There would certainly be a property market collapse on the Spanish Costas caused by a drying up of new British buyers allied to the need by current residents to pay for expensive health care. The property market would then implode as more Brits raced to cash-in on their main financial asset as a vicious circle ensued.

This article is intended to be the second in a number of features related to the concept of Brexit. It is intended to focus on individual sectors such as international trade, automotive, transport, chemicals, agriculture, fisheries etc etc in the new year.

Articles, from all sides, mapping possible impacts of Brexit are welcome, this is a debate that needs to take place before anybody can have an informed decision if a referendum on EU membership is called.

Comments
  1. Talk about setting up a load of straw men, only to knock them down!

    Do I care about ‘Britain’s influence in the world’? No – to the extent we do have any (I actually think it’s pretty limited, and within the EU, we only get our way where it doesn’t contravene France and Germany’s interests), it tends to be mostly an excuse for our overblown politicians to pump up their own self-importance and waste loads of our money. No thanks.

    Nor do I want some kind of ‘imperial preference’ or return to Empire – I’m under no illusions that this would return. But as the world’s 6th largest economy, I’m sure other countries will wish to continue to trade with us. And given the Australia – a much smaller economy – plays a key role in the WTO, I’m sure an independent UK could too.

    I’m sure that Brits could retire in the sun too – and probably get free healthcare. This could be done through reciprocal arrangements – I’m pretty sure that, given the mess that lots of EU economies are in, their populations would be none too happy about being denied access to UK employment and property rights by some blown-up politicians annoyed at the UK leaving the EU.

    On trade, you don’t mention the trade deficit we run with the EU. Why not?! Do you think German car manufacturers would be happy to see no free trade arrangements between the UK and the EU? Really?

    Even paying for access to the Single Market a la Switzerland / Norway, we still wouldn’t have to pay the monstrous costs of the CAP – so a quick win there too.

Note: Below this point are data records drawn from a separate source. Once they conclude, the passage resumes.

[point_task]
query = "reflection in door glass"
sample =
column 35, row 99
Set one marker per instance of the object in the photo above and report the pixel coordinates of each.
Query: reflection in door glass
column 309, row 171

    In the end, you are a fanatic – so profoundly fanatical about the EU that you simply cannot look at the facts fairly. The reality is that the EU is constantly trying to drag us into a US of Europe that very few in the UK want; it is constantly making decisions through the Commission, the Courts and QMV that run counter to our interests (just see the 2 court decisions today…). It’s time to leave and set our own course in the world.

    Comment by bishop brennan on December 18, 2014 at 4:24 pm
  2. More attempts at costing Brexit along the lines of Ian Mansfield’s pamphlet “Openness not Isolation” would be helpful. His most likely case scenario is an increase in GDP of 0.1% and a worst case scenario of -2.6%.

    Vague articles which hint at “the abyss” are not very helpful.I am particularly sceptical of articles which talk constantly about securing “influence” but without explaining how influence translates to greater prosperity or greater security for the British people.

    Comment by Richard on December 18, 2014 at 7:47 pm
  3. It would appear that the respondent in comment 1 hasn’t really read the article, or taken on the profound and most important points, or at least has chosen not to address them. This is true of Brexiters before the vote and indeed now. “people have had enough of experts…” etc etc. For example its no good talking about a German trade deal because and sighting the deficit between UK and Germany because they are constrained by their obligation to the EU. The trade deal will be with the EU not Germany or Italy or wherever, and they prize free movement and the principles of the Single Market over any individual country. Partly because doing “a deal” would require all countries to get the same “deal”. Please think it through.